Volgens vaste rechtspraak van de Centrale Raad van Beroep (CRvB, zie bijvoorbeeld de uitspraak van 15 mei 2013, ECLI:NL:CRVB:2013:CA0181) is voor een geslaagd beroep op het vertrouwensbeginsel nodig dat er aan het bestuursorgaan toe te rekenen concrete, ondubbelzinnige toezeggingen zijn gedaan door een daartoe bevoegd persoon, waaraan rechtens te honoreren verwachtingen kunnen worden ontleend. 6. De rechtbank ziet in de stelling van eiser in beroep onvoldoende onderbouwing om hem te volgen. Dat sprake is geweest van een concrete, ondubbelzinnige toezegging is de rechtbank niet gebleken. Voor zover eiser daarvoor naar mevrouw [naam] wijst, had het op zijn weg gelegen mevrouw [naam] als getuige op te roepen dan wel een schriftelijke verklaring van haar te overleggen. Bij het ontbreken daarvan, kan de rechtbank niet verifiëren wat mevrouw [naam] zou hebben gezegd. De beroepsgrond slaagt niet.
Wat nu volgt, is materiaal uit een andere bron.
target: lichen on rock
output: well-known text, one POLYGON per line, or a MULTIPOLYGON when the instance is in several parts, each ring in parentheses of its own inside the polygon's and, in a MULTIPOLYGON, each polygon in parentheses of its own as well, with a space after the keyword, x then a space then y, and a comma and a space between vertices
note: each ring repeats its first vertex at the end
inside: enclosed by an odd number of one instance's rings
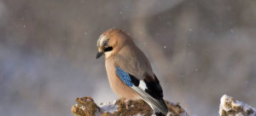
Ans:
MULTIPOLYGON (((143 100, 130 101, 126 104, 123 99, 97 106, 91 97, 76 99, 77 103, 72 107, 72 113, 75 116, 150 116, 153 114, 151 107, 143 100)), ((179 103, 166 102, 170 116, 188 116, 179 103)))

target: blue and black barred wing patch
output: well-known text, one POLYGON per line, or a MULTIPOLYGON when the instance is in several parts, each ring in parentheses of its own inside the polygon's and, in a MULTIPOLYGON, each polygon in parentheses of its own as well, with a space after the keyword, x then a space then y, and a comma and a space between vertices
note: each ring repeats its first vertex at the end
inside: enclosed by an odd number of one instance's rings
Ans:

‘Ook verzoek ik om de verplichting die g.v. mij oplegt om bij b.d. aangifte te doen en de aanslag hen mee te delen nvt te verklaren, zie bezwaarschrift.’
8. De rechtbank stelt vast dat eiser hiermee zijn bezwaargrond herhaalt. Verweerder is in het bestreden besluit uitgebreid op de bezwaargronden van eiser ingegaan. Eiser heeft in beroep niet aangegeven wat er aan die reactie van verweerder schort. De rechtbank heeft dan geen aanknopingspunten om het bestreden besluit op dit punt onjuist te achten. Daarbij begrijpt de rechtbank niet welk belang eiser bij opheffing van de verplichting heeft. Verweerder wijst hem middels die verplichting namelijk op middelen waar eiser eventueel aanspraak op heeft. Dit is in eisers voordeel. De beroepsgrond slaagt niet.
9. Eiser vermeldt verder:
‘Daarnaast (eventuele) artikel(en) die de g.v. aanvoert van plaatselijke regelingen bv art. 2 beleidsregel terugvordering, ondergeschikt te verklaren aan de landelijke in de PW.’
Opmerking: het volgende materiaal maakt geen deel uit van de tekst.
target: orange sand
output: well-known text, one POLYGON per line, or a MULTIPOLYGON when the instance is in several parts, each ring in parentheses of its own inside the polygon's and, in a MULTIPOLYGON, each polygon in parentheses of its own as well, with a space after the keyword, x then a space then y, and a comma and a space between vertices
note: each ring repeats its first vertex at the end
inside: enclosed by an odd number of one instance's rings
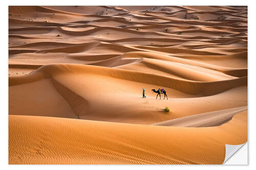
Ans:
POLYGON ((247 141, 246 7, 9 9, 9 164, 221 164, 247 141))

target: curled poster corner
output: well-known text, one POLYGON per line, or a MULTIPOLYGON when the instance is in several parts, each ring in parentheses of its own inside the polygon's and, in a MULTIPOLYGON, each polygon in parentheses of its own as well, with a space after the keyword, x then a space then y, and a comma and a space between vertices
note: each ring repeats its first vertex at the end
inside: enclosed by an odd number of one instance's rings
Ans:
POLYGON ((225 156, 225 160, 223 164, 226 164, 226 161, 246 143, 247 142, 241 144, 235 145, 226 144, 226 155, 225 156))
10. De rechtbank begrijpt niet welk persoonlijk belang eiser heeft bij deze stelling. Los daarvan, zijn de door eiser genoemde beleidsregels van verweerder gestoeld op de Pw en daarmee dus ondergeschikt aan de Pw. Wat eiser wenst, is reeds het geval. De beroepsgrond slaagt niet.
‘Ik verzoek u dus op basis v/d hierboven vermelde beroepsgronden het besluit v/d g.v. dd 22-5-19 nietig te verklaren en mij in het gelijk te stellen. Mocht dat het geval zijn de g.v. te veroordelen in alle beroepskosten.’
12. Gelet op het voorgaande onder punt 2 tot en met 9, slagen de beroepsgronden van eiser niet. De rechtbank geeft eiser geen gelijk en verklaart het beroep ongegrond. Het bestreden besluit blijft dus in stand. Voor een proceskostenveroordeling bestaat dan geen aanleiding.